Microsoft Office Applications and Data Ownership

Part I of a two-part series ....

Microsoft Office Applications as Seamless Supply Chain Tools

There is systemic supply chain problem for small businesses (defined here as 1 to 10 employees in size) that reverberates throughout our global economies. It may be seen in any product or service supply chain comprised of small businesses.

  • In other words, in the 'last mile' of any and every supply chain.

Of all the product supply chains in the world the U.S. beef livestock and meat products' industry is arguably the most challenging. There are approximately 110 million cattle in the U.S. and Canadian beef supply chain. Each year, about 44 million animals are slaughtered. In the U.S. there are approximately 1 million beef cattle operations the vast majority of which are small farms and family-owned operations commonly using Microsoft Office Excel for electronically storing and managing their livestock data.

Practically none of that data is shared, and even when it is shared it's in the form of difficult to trace and authenticate paperwork, faxes, e-mails and phone calls.

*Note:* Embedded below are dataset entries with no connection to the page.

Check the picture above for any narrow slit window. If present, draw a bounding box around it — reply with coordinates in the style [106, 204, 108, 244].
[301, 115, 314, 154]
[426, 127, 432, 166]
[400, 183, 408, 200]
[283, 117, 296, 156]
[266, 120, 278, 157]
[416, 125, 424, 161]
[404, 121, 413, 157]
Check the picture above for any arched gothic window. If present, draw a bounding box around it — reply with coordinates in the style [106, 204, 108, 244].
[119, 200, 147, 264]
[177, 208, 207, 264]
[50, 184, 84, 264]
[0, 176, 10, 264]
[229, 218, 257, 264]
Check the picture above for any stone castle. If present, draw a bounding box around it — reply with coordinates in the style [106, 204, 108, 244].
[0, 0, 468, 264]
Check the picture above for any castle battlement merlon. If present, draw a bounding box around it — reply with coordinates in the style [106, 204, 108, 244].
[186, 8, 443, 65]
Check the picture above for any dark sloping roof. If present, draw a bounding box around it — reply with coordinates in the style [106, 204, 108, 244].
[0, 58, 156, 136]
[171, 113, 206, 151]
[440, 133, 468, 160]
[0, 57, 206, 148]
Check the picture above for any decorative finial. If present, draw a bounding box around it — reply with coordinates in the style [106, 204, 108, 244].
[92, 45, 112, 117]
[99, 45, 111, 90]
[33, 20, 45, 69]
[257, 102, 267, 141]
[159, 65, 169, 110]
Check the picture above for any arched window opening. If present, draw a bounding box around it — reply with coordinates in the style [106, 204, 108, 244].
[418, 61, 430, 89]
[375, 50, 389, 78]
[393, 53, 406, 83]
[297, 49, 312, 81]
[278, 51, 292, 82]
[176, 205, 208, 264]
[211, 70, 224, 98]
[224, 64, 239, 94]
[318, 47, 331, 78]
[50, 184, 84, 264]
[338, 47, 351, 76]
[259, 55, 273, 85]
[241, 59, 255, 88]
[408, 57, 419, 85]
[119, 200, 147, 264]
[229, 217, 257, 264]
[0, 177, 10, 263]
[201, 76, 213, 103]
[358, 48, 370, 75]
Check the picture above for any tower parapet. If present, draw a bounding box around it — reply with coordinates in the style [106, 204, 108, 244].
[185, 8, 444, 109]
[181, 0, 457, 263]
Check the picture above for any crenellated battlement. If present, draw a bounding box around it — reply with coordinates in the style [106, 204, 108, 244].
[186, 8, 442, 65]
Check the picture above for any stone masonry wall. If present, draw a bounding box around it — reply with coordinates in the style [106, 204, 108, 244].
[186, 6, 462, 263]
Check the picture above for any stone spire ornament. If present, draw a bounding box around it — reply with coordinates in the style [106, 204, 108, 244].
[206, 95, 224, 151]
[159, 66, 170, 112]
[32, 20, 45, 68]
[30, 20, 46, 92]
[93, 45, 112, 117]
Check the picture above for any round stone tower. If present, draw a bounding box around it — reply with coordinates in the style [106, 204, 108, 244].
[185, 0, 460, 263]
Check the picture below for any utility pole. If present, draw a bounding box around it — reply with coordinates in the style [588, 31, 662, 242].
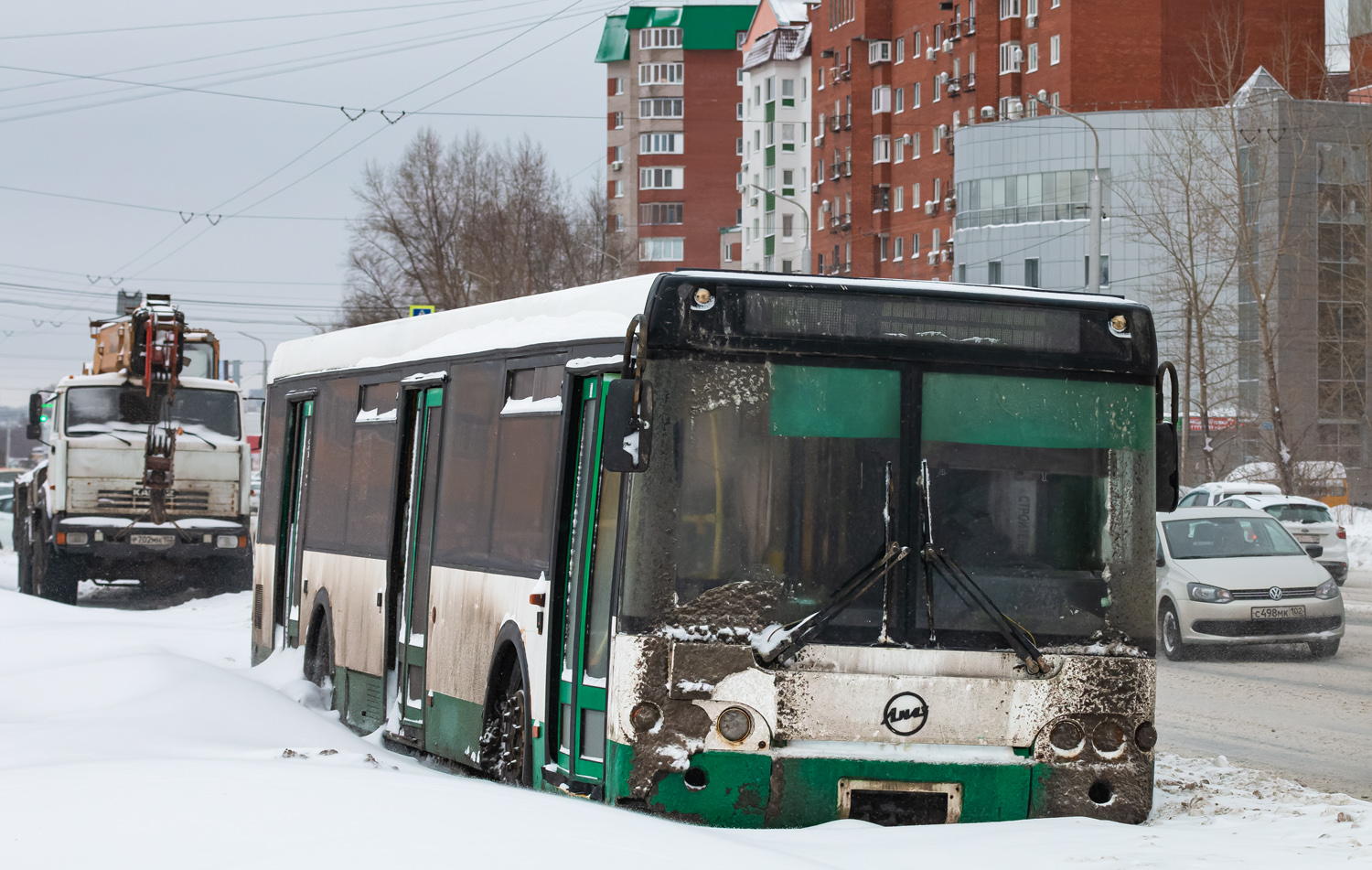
[1029, 91, 1105, 294]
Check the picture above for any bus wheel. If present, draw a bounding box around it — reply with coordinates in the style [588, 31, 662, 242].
[482, 666, 531, 785]
[1158, 601, 1191, 661]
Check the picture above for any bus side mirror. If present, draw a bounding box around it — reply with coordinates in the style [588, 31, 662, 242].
[1155, 423, 1182, 513]
[24, 392, 43, 441]
[601, 379, 653, 472]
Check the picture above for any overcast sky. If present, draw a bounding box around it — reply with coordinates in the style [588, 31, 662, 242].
[0, 0, 615, 405]
[0, 0, 1347, 405]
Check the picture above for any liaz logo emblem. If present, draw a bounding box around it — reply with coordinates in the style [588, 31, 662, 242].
[881, 692, 929, 737]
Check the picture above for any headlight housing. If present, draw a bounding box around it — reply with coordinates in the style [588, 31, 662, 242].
[1187, 584, 1234, 604]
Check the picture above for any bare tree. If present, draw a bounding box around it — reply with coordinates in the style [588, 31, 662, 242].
[343, 129, 619, 326]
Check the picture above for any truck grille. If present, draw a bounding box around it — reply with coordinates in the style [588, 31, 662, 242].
[1231, 586, 1314, 601]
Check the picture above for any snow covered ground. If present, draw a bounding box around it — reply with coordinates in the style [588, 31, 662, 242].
[0, 552, 1372, 870]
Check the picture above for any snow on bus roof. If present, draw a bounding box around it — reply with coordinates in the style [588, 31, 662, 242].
[268, 269, 1147, 381]
[268, 274, 658, 381]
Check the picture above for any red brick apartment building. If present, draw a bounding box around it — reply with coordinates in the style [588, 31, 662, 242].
[809, 0, 1323, 279]
[595, 0, 757, 274]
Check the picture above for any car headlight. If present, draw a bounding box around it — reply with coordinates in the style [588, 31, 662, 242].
[1187, 584, 1234, 604]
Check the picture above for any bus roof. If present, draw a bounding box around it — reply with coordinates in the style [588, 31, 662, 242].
[268, 269, 1147, 381]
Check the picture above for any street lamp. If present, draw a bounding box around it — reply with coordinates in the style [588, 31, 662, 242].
[746, 181, 809, 274]
[1029, 91, 1103, 294]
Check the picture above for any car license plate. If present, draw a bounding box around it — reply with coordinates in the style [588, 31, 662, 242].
[1253, 604, 1305, 619]
[129, 535, 176, 546]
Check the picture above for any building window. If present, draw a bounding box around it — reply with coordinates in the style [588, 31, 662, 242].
[638, 202, 685, 227]
[638, 27, 682, 48]
[638, 239, 686, 263]
[638, 96, 685, 118]
[638, 166, 686, 191]
[1001, 43, 1025, 76]
[872, 85, 891, 114]
[872, 136, 891, 164]
[638, 63, 686, 85]
[638, 134, 685, 154]
[829, 0, 858, 30]
[1081, 254, 1110, 287]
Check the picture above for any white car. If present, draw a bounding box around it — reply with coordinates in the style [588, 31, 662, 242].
[1157, 508, 1344, 661]
[1177, 480, 1281, 508]
[1218, 496, 1349, 586]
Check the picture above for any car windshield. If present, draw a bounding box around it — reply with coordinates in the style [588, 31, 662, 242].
[66, 384, 239, 438]
[1264, 505, 1334, 523]
[1163, 516, 1305, 559]
[620, 360, 1154, 645]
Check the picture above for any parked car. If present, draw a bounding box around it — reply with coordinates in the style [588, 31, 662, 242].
[1157, 508, 1344, 661]
[1218, 496, 1349, 586]
[1177, 480, 1281, 508]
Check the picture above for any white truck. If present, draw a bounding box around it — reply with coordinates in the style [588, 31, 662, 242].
[14, 294, 252, 604]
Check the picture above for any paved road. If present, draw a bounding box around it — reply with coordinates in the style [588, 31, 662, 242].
[1158, 573, 1372, 799]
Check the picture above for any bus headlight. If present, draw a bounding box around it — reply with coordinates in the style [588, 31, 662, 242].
[716, 707, 754, 744]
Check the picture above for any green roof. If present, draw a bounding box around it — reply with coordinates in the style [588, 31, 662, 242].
[595, 16, 628, 63]
[595, 5, 757, 63]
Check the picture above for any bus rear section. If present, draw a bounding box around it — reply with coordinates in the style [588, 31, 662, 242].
[254, 272, 1158, 828]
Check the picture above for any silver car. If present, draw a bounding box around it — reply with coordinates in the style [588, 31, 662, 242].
[1157, 508, 1344, 661]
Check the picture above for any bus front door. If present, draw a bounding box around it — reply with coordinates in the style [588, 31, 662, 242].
[557, 378, 623, 798]
[386, 387, 444, 746]
[272, 398, 315, 647]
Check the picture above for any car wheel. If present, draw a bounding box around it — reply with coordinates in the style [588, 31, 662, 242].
[1306, 639, 1339, 659]
[1158, 601, 1191, 661]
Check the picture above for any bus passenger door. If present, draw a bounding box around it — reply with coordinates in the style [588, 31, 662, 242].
[557, 376, 623, 796]
[387, 387, 444, 746]
[272, 398, 315, 647]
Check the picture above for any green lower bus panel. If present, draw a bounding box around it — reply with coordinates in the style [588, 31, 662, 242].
[606, 743, 1034, 828]
[334, 669, 386, 735]
[424, 692, 486, 768]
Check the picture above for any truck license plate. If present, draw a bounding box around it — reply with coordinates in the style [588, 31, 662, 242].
[129, 535, 176, 546]
[1253, 604, 1305, 619]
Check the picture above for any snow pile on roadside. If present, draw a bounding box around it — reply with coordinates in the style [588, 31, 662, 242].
[1330, 505, 1372, 571]
[0, 560, 1372, 870]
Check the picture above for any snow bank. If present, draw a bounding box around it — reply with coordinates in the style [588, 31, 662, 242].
[0, 553, 1372, 870]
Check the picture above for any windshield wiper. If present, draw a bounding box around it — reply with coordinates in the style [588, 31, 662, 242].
[757, 542, 910, 664]
[921, 543, 1048, 674]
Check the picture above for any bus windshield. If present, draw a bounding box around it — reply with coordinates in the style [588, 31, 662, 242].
[620, 360, 1152, 648]
[65, 384, 239, 439]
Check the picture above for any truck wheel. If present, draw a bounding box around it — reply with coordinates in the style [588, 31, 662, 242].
[32, 545, 81, 607]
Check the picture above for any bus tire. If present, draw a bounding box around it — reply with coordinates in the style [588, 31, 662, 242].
[1158, 601, 1191, 661]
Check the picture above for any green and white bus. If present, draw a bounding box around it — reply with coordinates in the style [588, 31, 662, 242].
[252, 271, 1176, 826]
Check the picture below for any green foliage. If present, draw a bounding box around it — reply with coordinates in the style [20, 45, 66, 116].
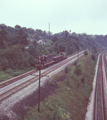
[25, 53, 95, 120]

One reason is that there has heretofore been no 'chain of custody' SaaS designed for small businesses. Not only that but neither Microsoft Excel nor any other components of the Microsoft Office Applications (like Outlook or Word) have yet to be designed to be supply chain traceability and authentication solutions for small businesses.

Other reasons have to do with common fear factors. Farmers and ranchers constantly wrestle with convergent 'data ownership' issues related to genetics, pharmaceuticals, food safety, traceability, authentication, government regulation, product marketability, health records, and information producer confidentiality.

  • Why provide ammunition to a competitor?
  • Why let the government (i.e., the USDA, FDA, IRS, etc.) know how many cattle you - as a farmer - really own?
  • And why do so especially if you - as a farmer - don't see an increase on your return on investment (ROI)?

So, the small businesses of de-centralized U.S. agri-food supply chains are not providing customers or regulators with traceable, pedigree data about their crops and livestock.

  • The result? Continuing U.S. food safety crises. Mad cow prions, tainted spinach, hamburger recalls, etc.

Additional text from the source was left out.